Mas o esquema de reparos da Apple foi criticado por ser muito restritivo. Os clientes precisam fornecer um número de série único que deve coincidir com a peça específica do aparelho. A peça só pode ser substituída se coincidir remotamente com o aparelho, utilizando software fornecido pelo fabricante.
O verdadeiro desafio é alterar o modelo comercial da indústria eletrônica, segundo Iles.
“A forma como fabricamos, vendemos e transportamos os produtos… essas cadeias de fornecimento passaram por décadas de otimização”, explica ele. “Romper [esse modelo comercial] ou fazer algo que o contradiga, às vezes, é difícil de imaginar e é incerto que as empresas realmente invistam nisso.”
Outro obstáculo é o marketing. “Todo o modelo comercial é baseado no crescimento e na venda de mais telefones”, afirma van Abel. “O marketing é muito bom para vender coisas de que, na realidade, não precisamos.”
“Muitas pessoas ainda ficam muito animadas com o lançamento de um novo telefone celular”, afirma Iles, “mas é um enorme desperdício comprar um novo todos os anos, só porque a câmera tem alguns megapixels a mais e o tamanho da tela é um pouco diferente.”
É preciso haver um modelo comercial que incentive as pessoas a consertar seus celulares, prossegue Iles. Ele acrescenta que isso poderia ser conseguido se as empresas oferecessem aos clientes garantias mais longas para os aparelhos eletrônicos ou fornecessem peças de reposição, como telas e baterias.
Adotar um modelo de assinatura de aparelhos eletrônicos também poderia incentivar as empresas de tecnologia a priorizar a sustentabilidade, segundo Drew. “Não é questão de vender cada vez mais, mas de projetar produtos que durem e possam ser consertados.”
Este modelo já é adotado para roupas, segundo ela, em referência ao grande número de plataformas de aluguel, que vem ajudando a indústria da moda na transição para uma economia mais circular.
“Imagine se fizéssemos isso para máquinas de lavar e para todo tipo de eletrodomésticos”, sugere Drew.
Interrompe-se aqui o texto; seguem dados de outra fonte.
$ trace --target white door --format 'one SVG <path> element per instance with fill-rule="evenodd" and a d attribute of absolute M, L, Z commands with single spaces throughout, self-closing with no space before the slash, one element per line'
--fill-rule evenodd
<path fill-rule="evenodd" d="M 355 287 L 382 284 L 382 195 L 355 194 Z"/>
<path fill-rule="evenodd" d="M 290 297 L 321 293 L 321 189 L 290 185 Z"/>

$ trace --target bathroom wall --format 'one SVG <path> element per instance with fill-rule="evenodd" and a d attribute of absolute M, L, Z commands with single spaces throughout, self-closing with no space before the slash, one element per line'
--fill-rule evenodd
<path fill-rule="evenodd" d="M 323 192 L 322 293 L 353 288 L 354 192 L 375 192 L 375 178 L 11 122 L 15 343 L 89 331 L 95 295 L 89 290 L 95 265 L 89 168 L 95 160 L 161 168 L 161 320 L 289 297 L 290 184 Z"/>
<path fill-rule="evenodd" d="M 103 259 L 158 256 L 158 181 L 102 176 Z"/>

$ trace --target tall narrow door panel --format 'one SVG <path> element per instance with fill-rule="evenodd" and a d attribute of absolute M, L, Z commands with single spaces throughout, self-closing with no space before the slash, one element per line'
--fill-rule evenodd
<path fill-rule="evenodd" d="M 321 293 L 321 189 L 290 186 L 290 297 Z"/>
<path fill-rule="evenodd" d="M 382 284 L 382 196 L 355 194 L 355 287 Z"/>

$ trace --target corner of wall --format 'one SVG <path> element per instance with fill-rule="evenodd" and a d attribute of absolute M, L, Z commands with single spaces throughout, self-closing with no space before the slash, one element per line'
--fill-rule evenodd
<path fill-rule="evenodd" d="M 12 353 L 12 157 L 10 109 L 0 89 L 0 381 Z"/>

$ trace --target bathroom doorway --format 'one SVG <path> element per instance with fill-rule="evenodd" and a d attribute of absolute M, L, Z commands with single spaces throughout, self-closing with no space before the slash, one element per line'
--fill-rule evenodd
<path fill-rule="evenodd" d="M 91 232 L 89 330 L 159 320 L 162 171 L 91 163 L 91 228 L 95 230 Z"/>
Mas isso iria exigir novas leis e regulamentações para ajudar a “nivelar o campo de jogo” e garantir que as empresas continuem a ter lucro com a adoção de um modelo mais sustentável, segundo ela.
Legislação a caminho
Diversos países europeus já trabalham para combater a cultura do descarte, facilitando para os consumidores a escolha de produtos que possam ser consertados e o reparo dos aparelhos quebrados.
Em 2021, a França começou a rotular certos aparelhos eletrônicos – incluindo televisores, smartphones, máquinas de lavar, laptops e cortadores de grama – com uma avaliação da capacidade de reparo, com base em cinco critérios que determinam o preço e disponibilidade das peças de reposição e a facilidade para desmontar o aparelho.
Na Suécia, os consumidores recebem incentivos fiscais para consertar roupas e aparelhos como máquinas de lavar roupas e pratos, além de bicicletas. E também há incentivos para que os consumidores consertem seus aparelhos nos Estados Unidos.
O presidente norte-americano Joe Biden assinou recentemente um decreto destinado a oferecer aos consumidores dos Estados Unidos o direito de consertar seus próprios aparelhos eletrônicos. E os Estados da Califórnia, Nova York, Minnesota e Colorado criaram leis em 2023 que garantem o direito à assistência técnica.
As leis exigem que os fabricantes forneçam aos consumidores peças e ferramentas adequadas por sete anos após a fabricação dos produtos, para que os usuários possam consertar seus próprios aparelhos.
“Estão surgindo muitas leis que obrigam os fabricantes a mudar de comportamento”, destaca van Abel. E ele espera que a Fairphone possa inspirar outras mudanças na indústria de telefones celulares, mostrando o que pode ser realizado.
“Nosso principal objetivo é tornar toda a indústria de smartphones mais sustentável”, defende ele. “Estamos aumentando a consciência em torno dos problemas da cadeia de fornecimento e criando soluções.”